Had fun with the latest Glassworks auction... Think I practically stole these...


 Ron


----------



## bearswede (Jul 30, 2007)

Close-up...


----------



## bearswede (Jul 30, 2007)

Close-up...

 The Quart St. Regis/Massena and the pint Vichy have issues, but the half pint Bolen Waack and the pint Saint Leon are about mint (or would be with a short tumble), and are both listed as fairly valuable bottles...


----------



## capsoda (Jul 30, 2007)

Very nice aquisitions, Ron. Beautiful.


----------



## annie44 (Jul 30, 2007)

I really love the St. Leon - the embossing on it is fantastic.  It is listed as rare and is the first one I've seen.  Also, the only one I know embossed Boston, Mass - are there others?


----------



## bearswede (Jul 31, 2007)

> only one I know embossed Boston, Mass - are there others?


 
 Hey, Cindy...

 I think I've run across references to at least one other, but the name escapes me at the moment...

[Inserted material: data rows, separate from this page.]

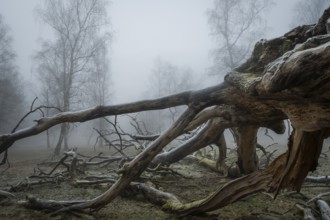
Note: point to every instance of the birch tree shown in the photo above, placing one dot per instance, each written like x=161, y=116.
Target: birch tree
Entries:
x=64, y=62
x=11, y=91
x=235, y=25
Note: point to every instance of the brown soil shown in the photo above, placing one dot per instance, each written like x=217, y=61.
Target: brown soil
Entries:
x=199, y=184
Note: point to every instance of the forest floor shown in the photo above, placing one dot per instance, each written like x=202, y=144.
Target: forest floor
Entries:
x=195, y=183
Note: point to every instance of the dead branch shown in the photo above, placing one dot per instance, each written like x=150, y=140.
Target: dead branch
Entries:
x=7, y=194
x=317, y=179
x=324, y=209
x=281, y=80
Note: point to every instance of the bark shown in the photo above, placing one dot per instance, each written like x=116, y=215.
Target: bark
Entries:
x=324, y=208
x=208, y=135
x=246, y=152
x=286, y=172
x=282, y=80
x=62, y=138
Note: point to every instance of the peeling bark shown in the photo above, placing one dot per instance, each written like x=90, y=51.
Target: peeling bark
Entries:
x=281, y=80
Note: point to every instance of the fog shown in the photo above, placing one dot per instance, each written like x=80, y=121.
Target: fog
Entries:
x=142, y=31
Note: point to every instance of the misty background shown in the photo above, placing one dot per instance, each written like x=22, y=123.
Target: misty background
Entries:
x=147, y=37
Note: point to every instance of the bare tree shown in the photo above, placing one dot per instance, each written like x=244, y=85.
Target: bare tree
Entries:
x=236, y=25
x=11, y=91
x=308, y=12
x=165, y=79
x=98, y=86
x=65, y=63
x=283, y=79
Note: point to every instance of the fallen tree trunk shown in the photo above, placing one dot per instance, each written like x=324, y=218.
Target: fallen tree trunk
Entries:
x=281, y=80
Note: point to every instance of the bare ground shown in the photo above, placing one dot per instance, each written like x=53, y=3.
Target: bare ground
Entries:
x=200, y=182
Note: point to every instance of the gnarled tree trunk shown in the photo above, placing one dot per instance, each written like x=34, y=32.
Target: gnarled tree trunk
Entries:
x=282, y=80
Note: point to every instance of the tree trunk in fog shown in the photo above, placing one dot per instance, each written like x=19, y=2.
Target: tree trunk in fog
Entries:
x=247, y=159
x=101, y=128
x=62, y=138
x=285, y=78
x=48, y=139
x=208, y=135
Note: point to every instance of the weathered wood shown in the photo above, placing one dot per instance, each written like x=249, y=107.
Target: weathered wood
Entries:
x=324, y=209
x=247, y=159
x=286, y=172
x=282, y=80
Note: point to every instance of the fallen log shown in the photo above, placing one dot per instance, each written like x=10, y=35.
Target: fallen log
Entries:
x=324, y=209
x=281, y=80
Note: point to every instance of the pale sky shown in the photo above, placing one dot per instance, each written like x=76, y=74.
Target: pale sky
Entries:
x=175, y=30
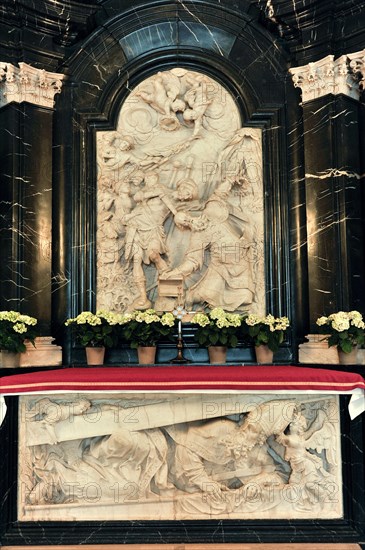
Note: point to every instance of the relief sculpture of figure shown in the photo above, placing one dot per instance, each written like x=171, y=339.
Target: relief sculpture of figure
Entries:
x=228, y=278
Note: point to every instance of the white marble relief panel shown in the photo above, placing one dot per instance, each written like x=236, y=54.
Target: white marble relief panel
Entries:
x=178, y=456
x=180, y=199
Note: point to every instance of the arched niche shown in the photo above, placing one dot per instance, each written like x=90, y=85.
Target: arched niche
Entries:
x=180, y=200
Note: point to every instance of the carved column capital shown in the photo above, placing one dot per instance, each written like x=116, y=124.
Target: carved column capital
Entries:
x=343, y=75
x=26, y=83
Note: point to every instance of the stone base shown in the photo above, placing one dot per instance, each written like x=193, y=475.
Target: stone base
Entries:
x=44, y=354
x=183, y=546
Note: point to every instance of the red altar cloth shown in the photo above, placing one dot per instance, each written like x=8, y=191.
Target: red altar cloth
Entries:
x=181, y=378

 * Oops... Just found one in Digger's book: Rosicrucian/Trade/Mark/Spring Company/Registered/08-78 (A framed gushing spring circled by flowers)/C.D. Dwain & Co/General Agent/2364 Washington St./Boston - Roscrucian/Mineral Spring Water

 Unlisted, smooth base, qt., perfect, $525 (1991)

 Not the one I was thinking of, but I want one!!!

 Ron


----------



## onabininger (Aug 1, 2007)

Nice bottles Ron!!! and I must say they must like you alot....you got your bottles already and have them posted...I am impressed !!!...I am still waiting.....and I did pay!!


----------



## baltbottles (Aug 2, 2007)

Got My bottle from the last glassworks auction today.

 Chris


----------



## Tony14 (Aug 4, 2007)

Nice bottles Ron!! I like that Saint leon.


----------